TEMPO.CO, Jakarta - Sekretaris Jenderal PBB Antonio Guterres mengaku kecewa dengan jumlah US$ 1,7 miliar (Rp 24,3 triliun) yang telah dijanjikan oleh negara-negara anggota pada hari Senin untuk bantuan kemanusiaan di Yaman.
Bantuan itu, kata Guterres, kurang dari setengah dari US$ 3,85 miliar (Rp 550,3 triliun) yang diperlukan PBB pada tahun 2021 untuk menghindari kelaparan skala besar di Yaman.
"Bagi kebanyakan orang, kehidupan di Yaman sekarang tidak tertahankan. Masa kanak-kanak di Yaman seperti neraka. Anak-anak Yaman kelaparan," kata Guterres saat membuka konferensi komitmen bantuan untuk Yaman, dikutip dari Reuters, 2 Maret 2021.
Setelah selesai konferensi, Guterres menyebut hasil konferensi mengecewakan dan memperingatkan bahwa "Memotong bantuan adalah hukuman mati."
Sekitar 16 juta orang Yaman, lebih dari setengah populasi negara Jazirah Arab, kelaparan, kata Perserikatan Bangsa-Bangsa. Dari jumlah tersebut, 5 juta berada di ambang kelaparan, kata kepala bantuan PBB Mark Lowcock.
"Ini tidak menyelesaikan masalah," kata Lowcock setelah konferensi komitmen bantuan untuk Yaman. "Tidak mungkin dengan dana yang terbatas untuk mencegah kelaparan skala besar."
Faid Samim, 7 tahun, seorang anak laki-laki yang menderita gizi buruk dan juga cerebral palsy, terbaring di tempat tidur di bangsal perawatan rumah sakit al-Sabeen di Sanaa, Yaman, 28 Desember 2020. Berat badan Faid Samim hanya 7 kilogram sehingga tubuhnya sangat kurus dan rapuh. REUTERS/Khaled Abdullah
Di antara komitmen bantuan kemanusiaan Yaman yang terkumpul pada hari Senin adalah dari Arab Saudi dengan US$ 430 juta (Rp 6 triliun), Amerika Serikat dengan US$ 191 juta(Rp 2,7 triliun), Uni Emirat Arab dengan US$ 230 juta (Rp 3,28 triliun) dan Jerman dengan US$ 240 juta (Rp 3,42 triliun).
Pada 2018 dan 2019, Perserikatan Bangsa-Bangsa mencegah kelaparan karena permohonan bantuan yang didanai dengan baik. Pada tahun 2020, badan dunia hanya menerima lebih dari setengah dari US$ 3,4 miliar (Rp 48,6 triliun) yang dibutuhkannya.
Lebih dari enam tahun perang di Yaman, yang secara luas dipandang sebagai konflik proksi antara Arab Saudi dan Iran, telah mengirim negara miskin itu ke dalam krisis kemanusiaan terbesar di dunia, kata PBB.
Seorang suster memegang seorang anak perempuan yang menderita kekurangan gizi saat mendapatkan perawatan di rumah sakit al-Sabeen di Sanaa, Yaman, 27 Oktober 2020. Penderita gizi buruk di Yaman meningkat karena pandemi Covid-19, penurunan ekonomi, banjir, konflik bersenjata, dan kekurangan dana. REUTERS/Khaled Abdullah
Sekitar 80% orang Yaman membutuhkan bantuan, dengan 400.000 anak di bawah usia 5 tahun mengalami kekurangan gizi parah, menurut data PBB. Untuk sebagian besar makanannya, negara ini bergantung pada impor yang telah sangat terganggu selama bertahun-tahun oleh semua pihak yang berperang.
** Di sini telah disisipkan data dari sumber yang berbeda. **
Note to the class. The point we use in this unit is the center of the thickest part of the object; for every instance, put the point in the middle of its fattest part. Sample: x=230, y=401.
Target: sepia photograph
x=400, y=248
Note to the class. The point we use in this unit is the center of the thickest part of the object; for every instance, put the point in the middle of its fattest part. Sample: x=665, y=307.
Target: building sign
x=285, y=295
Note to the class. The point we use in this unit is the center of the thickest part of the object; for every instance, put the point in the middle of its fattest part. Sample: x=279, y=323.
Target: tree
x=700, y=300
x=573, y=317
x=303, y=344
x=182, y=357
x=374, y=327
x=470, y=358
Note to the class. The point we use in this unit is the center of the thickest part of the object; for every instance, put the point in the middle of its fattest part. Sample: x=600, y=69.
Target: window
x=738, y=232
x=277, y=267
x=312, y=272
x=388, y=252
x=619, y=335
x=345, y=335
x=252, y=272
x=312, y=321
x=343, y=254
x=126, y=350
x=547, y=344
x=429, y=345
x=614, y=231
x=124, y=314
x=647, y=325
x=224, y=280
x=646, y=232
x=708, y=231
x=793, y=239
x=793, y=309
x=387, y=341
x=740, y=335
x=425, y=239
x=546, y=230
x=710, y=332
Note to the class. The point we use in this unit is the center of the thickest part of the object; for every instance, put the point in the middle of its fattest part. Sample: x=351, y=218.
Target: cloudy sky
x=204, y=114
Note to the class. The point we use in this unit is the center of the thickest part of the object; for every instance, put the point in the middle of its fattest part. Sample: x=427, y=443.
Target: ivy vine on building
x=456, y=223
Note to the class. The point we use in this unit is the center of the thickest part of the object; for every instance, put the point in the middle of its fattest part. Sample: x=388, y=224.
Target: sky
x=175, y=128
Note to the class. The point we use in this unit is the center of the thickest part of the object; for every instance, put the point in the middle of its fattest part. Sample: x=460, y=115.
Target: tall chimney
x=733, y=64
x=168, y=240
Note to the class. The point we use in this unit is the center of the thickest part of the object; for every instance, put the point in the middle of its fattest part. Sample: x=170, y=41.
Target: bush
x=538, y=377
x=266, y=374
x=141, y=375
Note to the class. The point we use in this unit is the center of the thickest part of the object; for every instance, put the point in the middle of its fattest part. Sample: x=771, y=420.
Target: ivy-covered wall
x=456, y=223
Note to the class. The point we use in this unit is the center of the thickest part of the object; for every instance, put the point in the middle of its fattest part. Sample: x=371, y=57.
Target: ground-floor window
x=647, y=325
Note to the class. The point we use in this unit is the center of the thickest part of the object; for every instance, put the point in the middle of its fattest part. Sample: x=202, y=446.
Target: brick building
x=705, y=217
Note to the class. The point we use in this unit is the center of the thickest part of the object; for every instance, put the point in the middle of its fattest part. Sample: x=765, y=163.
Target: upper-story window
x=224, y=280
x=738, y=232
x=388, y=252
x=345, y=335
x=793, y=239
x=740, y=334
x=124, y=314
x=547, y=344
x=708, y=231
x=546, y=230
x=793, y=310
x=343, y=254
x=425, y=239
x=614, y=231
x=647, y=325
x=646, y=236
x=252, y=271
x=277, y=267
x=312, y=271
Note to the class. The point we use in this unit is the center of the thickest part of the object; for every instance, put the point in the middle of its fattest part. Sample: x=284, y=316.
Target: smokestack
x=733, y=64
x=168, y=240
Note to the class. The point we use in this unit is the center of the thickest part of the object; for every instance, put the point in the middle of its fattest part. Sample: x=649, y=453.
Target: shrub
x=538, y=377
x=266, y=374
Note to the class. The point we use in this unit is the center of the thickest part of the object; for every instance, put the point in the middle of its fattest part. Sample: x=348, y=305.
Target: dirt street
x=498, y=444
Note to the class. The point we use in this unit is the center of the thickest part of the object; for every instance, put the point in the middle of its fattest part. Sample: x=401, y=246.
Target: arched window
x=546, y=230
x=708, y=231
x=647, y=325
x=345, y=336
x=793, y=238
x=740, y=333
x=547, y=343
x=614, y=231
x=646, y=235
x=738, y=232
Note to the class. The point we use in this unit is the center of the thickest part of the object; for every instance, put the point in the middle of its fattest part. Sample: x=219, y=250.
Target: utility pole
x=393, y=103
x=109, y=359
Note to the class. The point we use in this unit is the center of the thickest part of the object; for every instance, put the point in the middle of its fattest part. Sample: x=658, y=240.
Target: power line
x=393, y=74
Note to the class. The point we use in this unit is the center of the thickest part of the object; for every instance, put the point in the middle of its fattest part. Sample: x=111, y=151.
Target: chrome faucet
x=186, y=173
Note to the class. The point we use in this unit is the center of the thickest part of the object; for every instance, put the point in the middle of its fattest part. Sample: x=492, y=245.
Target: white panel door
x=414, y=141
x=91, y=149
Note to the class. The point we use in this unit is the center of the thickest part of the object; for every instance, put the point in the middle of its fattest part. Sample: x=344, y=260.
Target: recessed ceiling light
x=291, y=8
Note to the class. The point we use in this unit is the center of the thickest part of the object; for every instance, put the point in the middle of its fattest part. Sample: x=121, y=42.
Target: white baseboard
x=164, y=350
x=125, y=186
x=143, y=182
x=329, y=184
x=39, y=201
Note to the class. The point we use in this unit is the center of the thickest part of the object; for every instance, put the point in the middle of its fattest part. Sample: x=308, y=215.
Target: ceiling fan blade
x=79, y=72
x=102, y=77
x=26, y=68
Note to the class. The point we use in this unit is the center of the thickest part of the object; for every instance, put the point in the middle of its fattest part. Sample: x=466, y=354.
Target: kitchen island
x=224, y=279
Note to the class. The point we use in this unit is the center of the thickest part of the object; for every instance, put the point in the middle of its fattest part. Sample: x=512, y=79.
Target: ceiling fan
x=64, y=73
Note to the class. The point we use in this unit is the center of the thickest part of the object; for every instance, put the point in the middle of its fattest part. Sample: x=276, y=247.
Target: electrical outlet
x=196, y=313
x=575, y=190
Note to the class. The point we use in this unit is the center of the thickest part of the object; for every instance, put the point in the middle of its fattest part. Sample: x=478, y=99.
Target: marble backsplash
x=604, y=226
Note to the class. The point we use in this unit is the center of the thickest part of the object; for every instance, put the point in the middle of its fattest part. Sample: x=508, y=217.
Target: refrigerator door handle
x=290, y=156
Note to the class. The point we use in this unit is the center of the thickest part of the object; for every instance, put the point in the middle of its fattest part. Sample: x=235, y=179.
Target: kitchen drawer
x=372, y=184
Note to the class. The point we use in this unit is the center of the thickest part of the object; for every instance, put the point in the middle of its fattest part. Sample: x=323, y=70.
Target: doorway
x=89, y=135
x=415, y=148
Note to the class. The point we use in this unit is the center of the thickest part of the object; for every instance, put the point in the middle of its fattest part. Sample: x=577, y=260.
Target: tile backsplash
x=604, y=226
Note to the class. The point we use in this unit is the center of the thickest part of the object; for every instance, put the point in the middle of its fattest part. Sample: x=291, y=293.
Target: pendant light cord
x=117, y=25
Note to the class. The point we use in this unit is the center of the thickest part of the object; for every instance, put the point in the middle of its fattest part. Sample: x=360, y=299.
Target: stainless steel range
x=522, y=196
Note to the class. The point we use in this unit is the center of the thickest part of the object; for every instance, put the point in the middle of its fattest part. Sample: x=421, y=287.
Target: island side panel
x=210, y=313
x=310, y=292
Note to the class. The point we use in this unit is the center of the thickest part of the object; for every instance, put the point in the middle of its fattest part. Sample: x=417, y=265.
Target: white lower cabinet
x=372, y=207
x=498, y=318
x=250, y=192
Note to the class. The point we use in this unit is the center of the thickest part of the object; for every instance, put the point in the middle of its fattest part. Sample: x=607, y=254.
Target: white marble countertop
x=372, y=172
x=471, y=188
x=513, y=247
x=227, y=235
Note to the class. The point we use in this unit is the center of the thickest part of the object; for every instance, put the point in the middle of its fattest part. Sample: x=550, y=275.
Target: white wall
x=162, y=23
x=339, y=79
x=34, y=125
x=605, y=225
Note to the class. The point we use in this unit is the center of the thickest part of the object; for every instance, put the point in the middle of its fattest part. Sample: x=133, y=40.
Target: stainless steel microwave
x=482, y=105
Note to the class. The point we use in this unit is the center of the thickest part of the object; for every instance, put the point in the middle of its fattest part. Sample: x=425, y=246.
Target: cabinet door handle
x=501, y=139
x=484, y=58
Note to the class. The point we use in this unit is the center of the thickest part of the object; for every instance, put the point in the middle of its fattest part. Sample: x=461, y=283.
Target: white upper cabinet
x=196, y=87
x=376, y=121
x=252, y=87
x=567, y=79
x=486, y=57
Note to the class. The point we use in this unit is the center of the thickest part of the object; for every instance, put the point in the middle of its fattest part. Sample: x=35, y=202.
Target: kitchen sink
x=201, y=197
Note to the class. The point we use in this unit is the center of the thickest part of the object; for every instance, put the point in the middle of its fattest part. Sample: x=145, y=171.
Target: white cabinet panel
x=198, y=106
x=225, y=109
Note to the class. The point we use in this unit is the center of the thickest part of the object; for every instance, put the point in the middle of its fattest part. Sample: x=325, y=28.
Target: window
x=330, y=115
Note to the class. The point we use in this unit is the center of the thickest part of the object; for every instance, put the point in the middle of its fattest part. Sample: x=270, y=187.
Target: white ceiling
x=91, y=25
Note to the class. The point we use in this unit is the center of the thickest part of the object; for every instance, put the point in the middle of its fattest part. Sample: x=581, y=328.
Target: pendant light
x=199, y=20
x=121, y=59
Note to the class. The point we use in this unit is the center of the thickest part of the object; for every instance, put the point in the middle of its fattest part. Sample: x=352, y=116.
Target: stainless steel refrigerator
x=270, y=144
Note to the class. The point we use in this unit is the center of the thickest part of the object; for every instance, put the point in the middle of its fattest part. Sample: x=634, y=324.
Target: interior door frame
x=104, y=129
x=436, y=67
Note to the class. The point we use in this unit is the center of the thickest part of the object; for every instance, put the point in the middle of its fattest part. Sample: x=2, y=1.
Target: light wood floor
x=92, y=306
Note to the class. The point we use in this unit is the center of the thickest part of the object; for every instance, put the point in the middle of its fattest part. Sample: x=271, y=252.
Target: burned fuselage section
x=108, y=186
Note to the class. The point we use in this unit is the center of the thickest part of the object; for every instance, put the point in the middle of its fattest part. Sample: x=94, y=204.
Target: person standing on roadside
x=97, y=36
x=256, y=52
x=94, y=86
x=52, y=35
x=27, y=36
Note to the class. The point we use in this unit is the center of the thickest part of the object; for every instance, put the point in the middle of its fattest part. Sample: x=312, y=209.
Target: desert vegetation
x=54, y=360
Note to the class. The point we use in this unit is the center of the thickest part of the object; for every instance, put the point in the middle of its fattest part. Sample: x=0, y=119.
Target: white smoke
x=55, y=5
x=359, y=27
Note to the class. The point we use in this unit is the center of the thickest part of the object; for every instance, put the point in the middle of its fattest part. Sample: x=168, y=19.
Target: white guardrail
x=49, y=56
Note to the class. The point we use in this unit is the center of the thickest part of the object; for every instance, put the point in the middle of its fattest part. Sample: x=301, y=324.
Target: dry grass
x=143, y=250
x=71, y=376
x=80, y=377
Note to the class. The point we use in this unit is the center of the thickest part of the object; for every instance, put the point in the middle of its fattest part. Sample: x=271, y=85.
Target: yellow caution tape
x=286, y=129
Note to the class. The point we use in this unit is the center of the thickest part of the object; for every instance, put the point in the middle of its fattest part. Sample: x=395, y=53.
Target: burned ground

Baca juga: PBB: 400 Ribu Anak Yaman Bisa Mati Kelaparan Tahun Ini
Koalisi militer pimpinan Arab Saudi melakukan intervensi di Yaman pada 2015 setelah kelompok Houthi yang didukung Iran menggulingkan pemerintah Yaman dari Sanaa. Houthi mengatakan mereka memerangi sistem yang korup. Penderitaan rakyat diperparah oleh jatuhnya ekonomi dan mata uang, dan sekarang oleh pandemi Covid-19.
Pejabat PBB sedang mencoba untuk menghidupkan kembali pembicaraan damai, dan Presiden baru AS Joe Biden mengatakan Yaman adalah prioritas pemerintahannya, menghentikan dukungan AS untuk kampanye militer koalisi Arab dan menuntut perang Yaman diakhiri.